The previous time I’d been in the bin, I had become the Mayor of the Mental Ward, taking in the insomniacs, depressives and neurotics like they were my flock. I was there after group to process their feelings with them, and give advice as necessary. (They didn’t know better than to not take advice from someone locked up in the psych ward with them.)
This time, I resolved that things would be different. I was going to keep to myself as much as I could, knowing that, as an extrovert, this could prove challenging. I would help no one but myself. On my first evening in the ward, when I met my new compatriots, I resisted getting into any conversations other than the standard, “What meds are you on?” (Except the glassy-eyed hallway shufflers, whose demeanor and gait screamed “Thorazine.” Yeah, I ignored them.)
The first night was scary, but mostly because I was still scared I would harm myself. I ended up staying in the hallway for parts of the night, within view of the nurses’ station, because it made me feel safe. I tried to unpack and digest my grief in a productive way, without the burdens of cooking dinner for small people or ferrying them to a sports event. Also without writing. I wanted to live-tweet my nervous breakdown, but my best friend vetoed the idea. “Just get better,” she said, on one of her daily phone calls. “Make it about healing yourself.” I balked—no healing through social media?—but acquiesced.

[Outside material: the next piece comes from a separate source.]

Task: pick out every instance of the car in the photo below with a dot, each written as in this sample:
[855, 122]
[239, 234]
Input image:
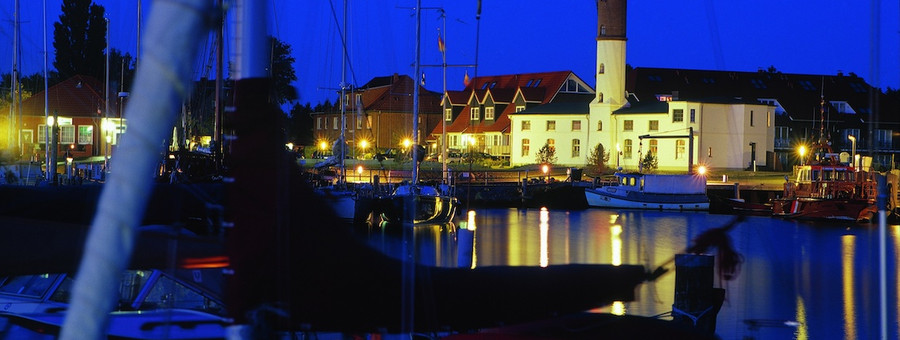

Five days later, I emerged from the ward, blinking in the sunlight, ready for my first cigarette after almost a week of doled-out Nicorette. I had spent the time doing lots of group therapy, individual therapy, collage-ing and even led a guided meditation for one group. I also hijacked any person in scrubs to help me digest my shame, sadness and pain. People who work in mental health—at least those who have not yet burned out, those who still have the spirit in their eyes of truly wanting to help people get better—are incredible. I was lucky to find such people, and because I wasn’t recovering from an overdose or suicide attempt like many in the ward, I hope I was able to voice that gratitude sufficiently. I also hoped I was going to be able to carry that sense of gratitude into my daily life, and back into my program, so that once again I could “practice these principles in all my affairs.”
I emerged from the ward feeling not necessarily positive that life was worth living without my ex, but at least ready to accept that possibility. I may not have been ready for my close up, but I was ready to be ready, and that was already better. Happy, joyous and free may not describe where I arrived but hey, I’ll take what I can get.